可瓷化高分子合成与功能化进展

The ceramizable polymers are a group of special functional polymers which can transform from organic cross-linked network to inorganic ceramics during pyrolysis or service under high temperature. This article reviews the latest research on ceramicizable polymers and their derived functional ceramics used under extreme and special environment and aerospace field. According to main elements contained in ceramicizable polymers, the design and synthesis of boron, zirconium, hafnium, iron-containing ceramic polymers are introduced in detail. The stoichiometric ratio, cross-linkable feature and linear, slightly cross-linked and hyperbranched topologies of ceramicizable polymers are key factors to the properties of pyrolyzed ceramics, including ceramic yield, mechanical property, high-temperature resistant and anti-oxidation performances. Due to their ceramicizable feature during pyrolysis or service, self-healing, and flame retardancy under high temperature or arc, the advanced ceramicizable polymers show remarkable application in high-temperature resistant and anti-oxidation ceramics, high-temperature adhesives, arc breakdown resistance and flame retardant coatings mainly used in extreme conditions. Then the new developments in the multifunctionalization of ceramicizable polymers such as electromagnetic wave absorbing materials and electromagnetic interference shielding materials are presented. The introduction of transition metal into ceramicizable polymer is highly effective to tune dielectric and magnetic properties of their derived ceramics.
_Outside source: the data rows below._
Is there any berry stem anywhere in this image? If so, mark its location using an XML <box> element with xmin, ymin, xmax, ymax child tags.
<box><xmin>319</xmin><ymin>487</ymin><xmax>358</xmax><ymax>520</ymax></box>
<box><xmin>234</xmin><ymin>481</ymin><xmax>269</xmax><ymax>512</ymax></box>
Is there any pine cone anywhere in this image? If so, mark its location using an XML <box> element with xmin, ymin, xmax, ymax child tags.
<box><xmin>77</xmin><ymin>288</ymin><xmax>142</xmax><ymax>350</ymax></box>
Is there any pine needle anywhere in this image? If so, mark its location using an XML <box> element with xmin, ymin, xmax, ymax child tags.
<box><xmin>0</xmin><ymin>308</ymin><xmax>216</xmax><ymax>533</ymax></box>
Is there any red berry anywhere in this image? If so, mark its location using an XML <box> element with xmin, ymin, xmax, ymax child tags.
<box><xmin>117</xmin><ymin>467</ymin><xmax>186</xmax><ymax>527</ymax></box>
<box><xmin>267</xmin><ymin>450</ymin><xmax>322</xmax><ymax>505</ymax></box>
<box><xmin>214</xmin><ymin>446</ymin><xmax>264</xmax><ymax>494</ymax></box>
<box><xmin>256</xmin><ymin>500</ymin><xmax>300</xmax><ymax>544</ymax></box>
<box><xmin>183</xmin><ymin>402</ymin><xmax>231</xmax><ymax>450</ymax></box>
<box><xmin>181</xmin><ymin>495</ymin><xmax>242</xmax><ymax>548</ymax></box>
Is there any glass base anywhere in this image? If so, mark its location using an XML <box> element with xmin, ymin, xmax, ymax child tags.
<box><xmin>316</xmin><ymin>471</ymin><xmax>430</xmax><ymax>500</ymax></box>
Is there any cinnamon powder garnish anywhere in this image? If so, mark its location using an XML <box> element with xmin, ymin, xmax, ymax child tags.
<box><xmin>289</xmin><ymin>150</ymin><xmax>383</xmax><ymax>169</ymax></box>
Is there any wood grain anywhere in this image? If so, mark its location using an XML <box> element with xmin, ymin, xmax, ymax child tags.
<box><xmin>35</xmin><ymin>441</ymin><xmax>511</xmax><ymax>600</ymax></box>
The excellent electromagnetic wave absorption at 885 ℃ with a low minimum reflection coefficient and a wide effective absorption bandwidth was achieved on iron-containing siliconboron carbonitride ceramics derived from the cross-linked network of hyperbranched polyborosilazane and 1,1'-bis(dimethylvinylsilyl)ferrocene. In addition, the perspective and further development of integration and intersection of ceramizable polymers are proposed, including but not limited to additive manufacturing, high-temperature self-healing and long-life composites, as well as metamaterials with potential in electromagnetic wave absorbing material at low frequency of 0.5-2 GHz.